2.2 Bayesian Uncertainty Mask for Target Samples

Determining the mask value ${{m}}_{t,n}$ for the target sample requires the uncertainty estimation of ${{u}}_{t,n}$ in our self-training UDA. Notably, the lack of sufficient target domain data can result in the epistemic uncertainty w.r.t. the model parameters, while the noisy pseudo-label can lead to the aleatoric uncertainty [3, 8, 11].

To counter this, we model the epistemic uncertainty via Bayesian neural networks which learn a posterior distribution $p(\mathbf {w}|\mathbf {X}_T,\mathbf {\hat{Y}}_T)$ over the probabilistic model parameters rather than a set of deterministic parameters [25]. In particular, a tractable solution is to replace the true posterior distribution with a variational approximation $q(\mathbf {w})$, and dropout variational inference can be a practical technique. This can be seen as using the Bernoulli distribution as the approximation distribution $q(\mathbf {w})$ [5]. The K times prediction with independent dropout sampling is referred to as Monte Carlo (MC) dropout. We use the mean squared error (MSE) to measure the epistemic uncertainty as in [25], which assesses a one-dimensional regression model similar to [4]. Therefore, the epistemic uncertainty with MSE of each pixel with K times dropout generation is given by

$$\begin{aligned} u^{epistemic}_{t,n} = \frac{1}{K} \sum _{k=1}^{K} || {\tilde{y}_{t,n}-\mu _{t,n}}||^2_2 ; ~~\mu _{t,n}=\frac{1}{K} \sum _{k=1}^{K} \tilde{y}_{t,n}, \end{aligned}$$

(3)

where $\mu _{t,n}$ is the predictive mean of $\tilde{y}_{t,n}$.

Because of the different hardness and divergence and because the pseudo-label noise can vary for different $\mathbf {x}_t$, the heteroscedastic aleatoric uncertainty modeling is required [13, 24]. In this work, we use our network to transform $\mathbf {x}_t$, with its head split to predict both $\tilde{\mathbf {y}}_t$ and the variance map $\mathbf {\sigma }^2_t\in \mathbb {R}^{256\times 256}$; and its element $\sigma ^2_{t,n}$ is the predicted variance for the n-th pixel. We do not need “uncertainty labels” to learn $\mathbf {\sigma }^2_t$ prediction. Rather, we can learn $\mathbf {\sigma }^2_t$ implicitly from a regression loss function [11, 13]. The masked regression loss can be formulated as

$$\begin{aligned} \mathcal {L}_{reg}^{t}(\mathbf {w},\mathbf {m}_t,\sigma ^2_{t})= \sum \limits _{{{t}}\in {{T}}}{\sum \limits _{n=1}^{N}} (\frac{1}{\sigma ^2_{t,n}}||(\hat{y}_{t,n}-\tilde{y}_{t,n})m_{t,n}||^2_2+ \beta \text {log} \sigma ^2_{t,n}),\end{aligned}$$

(4)

which consists of a variance normalized residual regression term and an uncertainty regularization term. The second regularization term keeps the network from predicting an infinite uncertainty, i.e., zero loss, for all the data points.
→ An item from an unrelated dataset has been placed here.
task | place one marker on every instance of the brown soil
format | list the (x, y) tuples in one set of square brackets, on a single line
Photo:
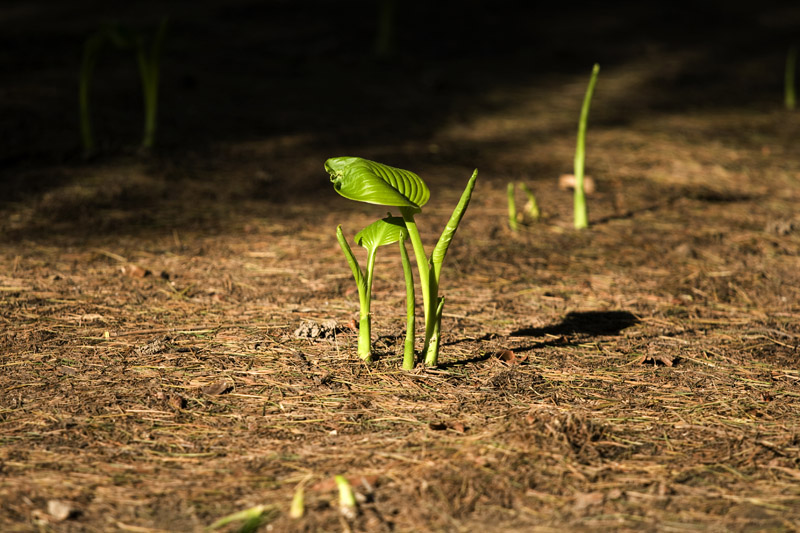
[(641, 375)]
Then, the averaged aleatoric uncertainty of K times MC dropout can be measured by $u^{aleatoric}_{t,n}=\frac{1}{K} \sum _{k=1}^{K}\sigma ^2_{t,n}$ [11, 13].

Moreover, minimizing Eq. (4) can be regarded as the Lagrangian with a multiplier $\beta $ of $\mathop {\mathrm {min}}\limits _{\mathbf {w}}\sum \limits _{{{t}}\in {{T}}}{\sum \limits _{n=1}^{N}} \frac{1}{\sigma ^2_{t,n}}||(\hat{y}_{t,n}-\tilde{y}_{t,n})m_{t,n}||^2_2;~s.t.~\sum \limits _{{{t}}\in {{T}}}{\sum \limits _{n=1}^{N}} \text {log} \sigma ^2_{t,n}< C$^{Footnote 1}, where $C\in \mathbb {R}^+$ indicates the strength of the applied constraint. The condition term essentially controls the target domain predictive uncertainty, which is helpful for UDA [7]. Our final pixel-wise self-training UDA uncertainty $u_{t,n}=u^{epistemic}_{t,n}+u^{aleatoric}_{t,n}$ is a combination of the two uncertainties [11].

2.3 Training Protocol

As pointed out in [6], directly optimizing the self-training objectives can be difficult and thus the deterministic annealing expectation maximization (EM) algorithms are often used instead. Specifically, the generative self-training can be solved by alternating optimization based on the following a) and b) steps.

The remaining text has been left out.